EN LA 2ª ETAPA del proceso de inicio, tanto el IF-2 unido a
GTP como el fMet-ARNtfMet iniciador se unen al complejo
formado por la subunidad 30S, el IF-3 y el ARNm. El anticodón
del fMet-ARNtfMet se aparea correctamente con el codón de
inicio en este paso.

EN LA 3ª ETAPA, todo este gran complejo anterior se
combina con la subunidad ribosómica 50S. GTP unido al IF-2
se hidroliza a GDP y Pi, que se desprenden del complejo. En
este punto, los tres factores de inicio IF1, IF2 e IF3 abandonan
el ribosoma.

Una vez completadas las tres etapas descritas anteriormente
se obtiene un ribosoma 70S funcional, denominado
COMPLEJO DE INICIO, que contiene el ARNm y el fMet-
ARNtFMet iniciador.

La traducción eucariótica es similar a la traducción bacteriana, encontrándose la mayor parte de
las diferencias significativas asociadas al mecanismo de inicio. Los eucariotas presentan varias
proteínas de unión tanto al extremo 5' como al 3'del ARNm (por ejemplo, PAB -proteína de unión
a poliA- se une a 3').
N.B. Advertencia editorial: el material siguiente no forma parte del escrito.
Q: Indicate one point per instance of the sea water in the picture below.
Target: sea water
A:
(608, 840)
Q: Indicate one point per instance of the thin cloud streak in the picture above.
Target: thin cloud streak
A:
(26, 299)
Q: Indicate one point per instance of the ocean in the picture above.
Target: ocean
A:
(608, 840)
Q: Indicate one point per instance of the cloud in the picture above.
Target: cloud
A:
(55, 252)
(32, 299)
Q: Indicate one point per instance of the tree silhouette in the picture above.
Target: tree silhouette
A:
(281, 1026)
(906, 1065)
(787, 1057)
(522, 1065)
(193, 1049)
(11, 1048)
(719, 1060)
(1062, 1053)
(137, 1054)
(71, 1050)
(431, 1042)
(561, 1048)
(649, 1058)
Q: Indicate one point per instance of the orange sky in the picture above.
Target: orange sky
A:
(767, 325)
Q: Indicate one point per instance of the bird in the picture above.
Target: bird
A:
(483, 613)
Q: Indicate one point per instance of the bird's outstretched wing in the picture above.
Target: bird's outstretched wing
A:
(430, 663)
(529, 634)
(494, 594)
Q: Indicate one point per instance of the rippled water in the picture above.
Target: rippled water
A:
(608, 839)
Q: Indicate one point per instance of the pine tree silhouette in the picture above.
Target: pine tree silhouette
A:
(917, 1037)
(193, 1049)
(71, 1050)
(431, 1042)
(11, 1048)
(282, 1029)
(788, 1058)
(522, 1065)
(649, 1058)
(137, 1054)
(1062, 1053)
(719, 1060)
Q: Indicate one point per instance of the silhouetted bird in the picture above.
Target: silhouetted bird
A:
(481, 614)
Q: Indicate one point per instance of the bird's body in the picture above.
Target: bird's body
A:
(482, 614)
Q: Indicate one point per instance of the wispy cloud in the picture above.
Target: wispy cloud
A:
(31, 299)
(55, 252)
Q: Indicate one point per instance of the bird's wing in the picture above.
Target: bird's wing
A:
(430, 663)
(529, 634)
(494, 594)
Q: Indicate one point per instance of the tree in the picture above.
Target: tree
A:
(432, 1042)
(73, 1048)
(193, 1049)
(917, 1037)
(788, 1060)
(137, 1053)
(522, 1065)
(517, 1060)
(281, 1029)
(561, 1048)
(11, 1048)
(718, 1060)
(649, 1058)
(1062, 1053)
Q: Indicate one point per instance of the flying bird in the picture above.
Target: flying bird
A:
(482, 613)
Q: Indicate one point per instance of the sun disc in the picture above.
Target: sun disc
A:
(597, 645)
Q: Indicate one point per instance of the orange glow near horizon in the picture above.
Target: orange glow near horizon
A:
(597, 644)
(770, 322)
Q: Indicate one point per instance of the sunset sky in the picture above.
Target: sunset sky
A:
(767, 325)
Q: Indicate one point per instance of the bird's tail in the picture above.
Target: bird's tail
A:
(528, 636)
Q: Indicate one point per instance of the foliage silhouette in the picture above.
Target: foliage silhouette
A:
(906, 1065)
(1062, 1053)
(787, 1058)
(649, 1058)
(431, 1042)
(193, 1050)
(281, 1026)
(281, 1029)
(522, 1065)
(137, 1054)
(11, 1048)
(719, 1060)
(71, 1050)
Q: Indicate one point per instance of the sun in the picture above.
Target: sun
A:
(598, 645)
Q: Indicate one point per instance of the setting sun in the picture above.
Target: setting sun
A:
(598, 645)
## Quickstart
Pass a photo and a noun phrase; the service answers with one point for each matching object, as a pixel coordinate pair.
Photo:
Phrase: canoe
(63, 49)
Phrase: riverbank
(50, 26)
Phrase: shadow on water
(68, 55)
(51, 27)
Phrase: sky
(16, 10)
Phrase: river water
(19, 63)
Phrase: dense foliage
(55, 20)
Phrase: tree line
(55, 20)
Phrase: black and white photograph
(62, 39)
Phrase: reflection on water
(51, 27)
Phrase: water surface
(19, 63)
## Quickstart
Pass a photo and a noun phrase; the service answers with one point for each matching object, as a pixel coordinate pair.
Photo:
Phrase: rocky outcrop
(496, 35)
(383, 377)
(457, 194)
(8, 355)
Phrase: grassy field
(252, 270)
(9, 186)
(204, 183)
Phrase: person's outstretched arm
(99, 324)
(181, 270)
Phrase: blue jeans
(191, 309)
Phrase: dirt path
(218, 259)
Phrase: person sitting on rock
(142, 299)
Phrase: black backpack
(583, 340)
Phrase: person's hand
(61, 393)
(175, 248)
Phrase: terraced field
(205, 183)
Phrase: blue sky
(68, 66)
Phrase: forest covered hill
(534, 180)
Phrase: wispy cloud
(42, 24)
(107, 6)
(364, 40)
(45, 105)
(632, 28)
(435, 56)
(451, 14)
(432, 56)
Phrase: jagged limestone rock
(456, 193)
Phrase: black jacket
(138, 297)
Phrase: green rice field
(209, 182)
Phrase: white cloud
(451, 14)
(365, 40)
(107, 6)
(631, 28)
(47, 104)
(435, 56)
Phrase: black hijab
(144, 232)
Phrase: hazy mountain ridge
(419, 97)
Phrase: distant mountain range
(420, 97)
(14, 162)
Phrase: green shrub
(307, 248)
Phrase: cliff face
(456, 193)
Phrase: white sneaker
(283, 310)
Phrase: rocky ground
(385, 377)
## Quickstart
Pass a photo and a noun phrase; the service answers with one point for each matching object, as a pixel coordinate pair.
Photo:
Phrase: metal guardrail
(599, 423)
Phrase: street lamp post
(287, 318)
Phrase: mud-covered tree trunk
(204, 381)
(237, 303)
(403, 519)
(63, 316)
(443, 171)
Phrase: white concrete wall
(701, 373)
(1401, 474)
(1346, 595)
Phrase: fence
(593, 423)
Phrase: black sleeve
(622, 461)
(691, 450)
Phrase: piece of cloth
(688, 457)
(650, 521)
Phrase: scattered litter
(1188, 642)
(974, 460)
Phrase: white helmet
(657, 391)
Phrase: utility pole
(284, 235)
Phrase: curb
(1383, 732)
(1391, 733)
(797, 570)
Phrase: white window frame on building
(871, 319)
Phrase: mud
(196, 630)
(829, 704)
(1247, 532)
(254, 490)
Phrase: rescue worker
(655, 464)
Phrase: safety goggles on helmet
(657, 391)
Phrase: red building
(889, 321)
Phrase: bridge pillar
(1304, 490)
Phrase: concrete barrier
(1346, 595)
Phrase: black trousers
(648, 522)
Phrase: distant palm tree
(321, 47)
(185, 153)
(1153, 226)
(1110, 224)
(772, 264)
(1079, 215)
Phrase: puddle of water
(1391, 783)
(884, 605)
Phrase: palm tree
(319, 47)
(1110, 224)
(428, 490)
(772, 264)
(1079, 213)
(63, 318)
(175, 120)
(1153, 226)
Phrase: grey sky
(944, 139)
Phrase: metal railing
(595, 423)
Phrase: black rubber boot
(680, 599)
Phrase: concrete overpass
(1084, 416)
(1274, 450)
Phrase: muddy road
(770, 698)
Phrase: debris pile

La proximidad de los extremos facilita la regulación traduccional de la
expresión génica.

El (5')AUG iniciador es detectado en el ARNm, no por la
proximidad a una secuencia del tipo Shine-Dalgarno, sino
por un proceso de barrido del ARNm a partir del extremo
5' hasta encontrar el primer AUG que marca el inicio del
marco de lectura.

Llegados a este punto, el complejo de inicio está listo
para la elongación.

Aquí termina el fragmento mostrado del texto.